В это время старший сторож, прозванный мальчишками «Пьяна звирюка», дневалил у себя в шалаше. Он сидел на покрытых овчинами досках и курил длинную черешневую трубку. Рассеивался дым — появлялись рыжие усы, красно-бурое, в веснушках лицо.
На деревянной тумбе перед сторожем высился штоф с водкой, лежал хлеб. Тут же валялся нож с загнутым, как у ятагана, концом. У входа белела прислонённая к стене дубина.
От кислого запаха овчин, водки, табачного дыма в шалаше стоял тяжёлый смрад. Было душно, но, несмотря на это, сторож сидел в охотничьих сапогах и кафтане, застёгнутом до самой шеи.
Обхватив заскорузлыми длинными руками голову, «Пьяна звирюка» что-то напевал, наполняя тесное помещение низкими, басовыми звуками. Замолкая, он вытягивал голову и долго прислушивался.

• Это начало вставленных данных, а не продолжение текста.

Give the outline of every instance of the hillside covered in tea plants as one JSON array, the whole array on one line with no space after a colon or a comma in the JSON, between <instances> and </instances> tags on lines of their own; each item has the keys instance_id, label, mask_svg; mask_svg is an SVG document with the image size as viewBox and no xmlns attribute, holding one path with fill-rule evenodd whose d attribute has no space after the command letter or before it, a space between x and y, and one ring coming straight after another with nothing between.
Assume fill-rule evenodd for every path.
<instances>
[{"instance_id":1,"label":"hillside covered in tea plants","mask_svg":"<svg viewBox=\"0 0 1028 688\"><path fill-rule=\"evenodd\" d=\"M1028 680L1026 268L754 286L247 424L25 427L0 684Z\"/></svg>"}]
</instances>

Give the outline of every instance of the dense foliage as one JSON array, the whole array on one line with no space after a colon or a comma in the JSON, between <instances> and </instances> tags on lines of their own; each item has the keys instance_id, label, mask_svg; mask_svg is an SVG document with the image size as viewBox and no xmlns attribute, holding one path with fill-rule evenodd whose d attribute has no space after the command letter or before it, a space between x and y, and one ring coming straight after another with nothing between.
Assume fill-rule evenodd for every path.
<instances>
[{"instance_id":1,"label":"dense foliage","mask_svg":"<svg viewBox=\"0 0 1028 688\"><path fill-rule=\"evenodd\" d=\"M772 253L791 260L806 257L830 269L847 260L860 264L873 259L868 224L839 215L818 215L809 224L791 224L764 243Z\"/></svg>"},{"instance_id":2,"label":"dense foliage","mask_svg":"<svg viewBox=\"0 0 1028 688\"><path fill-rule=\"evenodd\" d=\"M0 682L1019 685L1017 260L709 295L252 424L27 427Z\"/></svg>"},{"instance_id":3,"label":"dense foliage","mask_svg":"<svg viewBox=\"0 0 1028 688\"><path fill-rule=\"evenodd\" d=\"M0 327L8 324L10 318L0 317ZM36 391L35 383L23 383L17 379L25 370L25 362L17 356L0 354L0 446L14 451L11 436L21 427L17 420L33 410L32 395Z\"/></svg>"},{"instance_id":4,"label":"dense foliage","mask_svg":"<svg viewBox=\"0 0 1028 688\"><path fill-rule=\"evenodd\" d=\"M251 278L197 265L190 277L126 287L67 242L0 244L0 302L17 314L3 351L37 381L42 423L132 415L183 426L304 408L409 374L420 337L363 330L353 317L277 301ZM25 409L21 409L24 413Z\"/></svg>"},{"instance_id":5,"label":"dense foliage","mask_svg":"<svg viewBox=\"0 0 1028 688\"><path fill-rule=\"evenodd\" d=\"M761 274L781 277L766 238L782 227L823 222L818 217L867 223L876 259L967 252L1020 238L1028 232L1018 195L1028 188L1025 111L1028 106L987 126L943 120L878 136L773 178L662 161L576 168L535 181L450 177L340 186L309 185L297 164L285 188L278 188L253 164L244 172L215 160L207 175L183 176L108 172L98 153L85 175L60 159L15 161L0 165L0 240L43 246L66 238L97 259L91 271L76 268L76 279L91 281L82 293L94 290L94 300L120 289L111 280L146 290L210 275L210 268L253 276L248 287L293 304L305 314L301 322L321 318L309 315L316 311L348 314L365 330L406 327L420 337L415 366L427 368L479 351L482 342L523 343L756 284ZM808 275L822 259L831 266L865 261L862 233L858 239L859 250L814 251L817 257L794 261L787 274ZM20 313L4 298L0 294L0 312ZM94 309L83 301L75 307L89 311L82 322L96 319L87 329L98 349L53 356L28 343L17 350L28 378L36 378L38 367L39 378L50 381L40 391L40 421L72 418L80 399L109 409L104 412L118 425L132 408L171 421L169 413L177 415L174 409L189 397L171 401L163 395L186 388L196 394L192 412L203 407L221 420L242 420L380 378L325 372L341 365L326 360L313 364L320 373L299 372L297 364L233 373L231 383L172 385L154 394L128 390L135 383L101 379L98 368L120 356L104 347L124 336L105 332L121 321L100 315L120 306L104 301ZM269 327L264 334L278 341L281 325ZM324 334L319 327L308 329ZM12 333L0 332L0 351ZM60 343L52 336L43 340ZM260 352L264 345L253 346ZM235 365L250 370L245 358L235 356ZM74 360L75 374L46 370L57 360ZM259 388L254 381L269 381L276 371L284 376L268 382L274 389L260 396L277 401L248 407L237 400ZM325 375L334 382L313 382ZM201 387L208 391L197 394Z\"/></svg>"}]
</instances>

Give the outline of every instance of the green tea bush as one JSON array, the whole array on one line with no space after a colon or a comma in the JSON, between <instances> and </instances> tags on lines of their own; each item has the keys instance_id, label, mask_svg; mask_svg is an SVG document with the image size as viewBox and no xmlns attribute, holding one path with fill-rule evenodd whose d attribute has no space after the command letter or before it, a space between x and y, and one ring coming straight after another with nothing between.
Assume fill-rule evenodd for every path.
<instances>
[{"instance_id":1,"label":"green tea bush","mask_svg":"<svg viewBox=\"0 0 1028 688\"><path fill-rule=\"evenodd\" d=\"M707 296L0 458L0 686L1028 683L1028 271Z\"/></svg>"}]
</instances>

Но как бы он вскочил, если бы знал, кто стоит рядом, у его логова, чьи пытливые глаза давно следят в щёлку за его движениями, ощупывая взглядом каждый предмет в его шалаше!
Когда «Пьяна звирюка», положив голову на тумбу, захрапел, Петрусь медленно пополз дальше.
Из сада мальчик прошёл в цветник. От обилия диковинных цветов у него зарябило в глазах: цвели георгины. Ему показалось, что они необыкновенно пахнут, и, наклонив крупный, как подсолнух, георгин, Петрусь припал к нему лицом, но тотчас разочарованно отпустил: «Такие красивые, а не пахнут!.. А что это?»
Посреди круглого водоёма возвышалась каменная статуя. Сильные струи воды дробились в воздухе, серебристым дождём падали в мраморную чашу бассейна.
В водоёме плавали словно вылитые из червонного золота рыбки.
Отойдя от фонтана, мальчик засмотрелся на оранжереи. Сверкающие стеклянные крыши делали их похожими на маленькие дворцы.
«Должно, пан живёт там. Пойду погляжу».
Опустив в открытую раму цветочной оранжереи голову, Петрусь словно окунулся в насыщенный влагой, душный воздух.
Здесь цветы были ещё ярче, ещё диковиннее, чем те, какие он видел на клумбах.
— Как бабочки! — шептал Петрусь, и ему казалось, что под ним не цветы, а яркий волшебный ковёр.
В глубине оранжереи зашаркали чьи-то шаги. Петрусь отскочил от рамы и растерянно огляделся.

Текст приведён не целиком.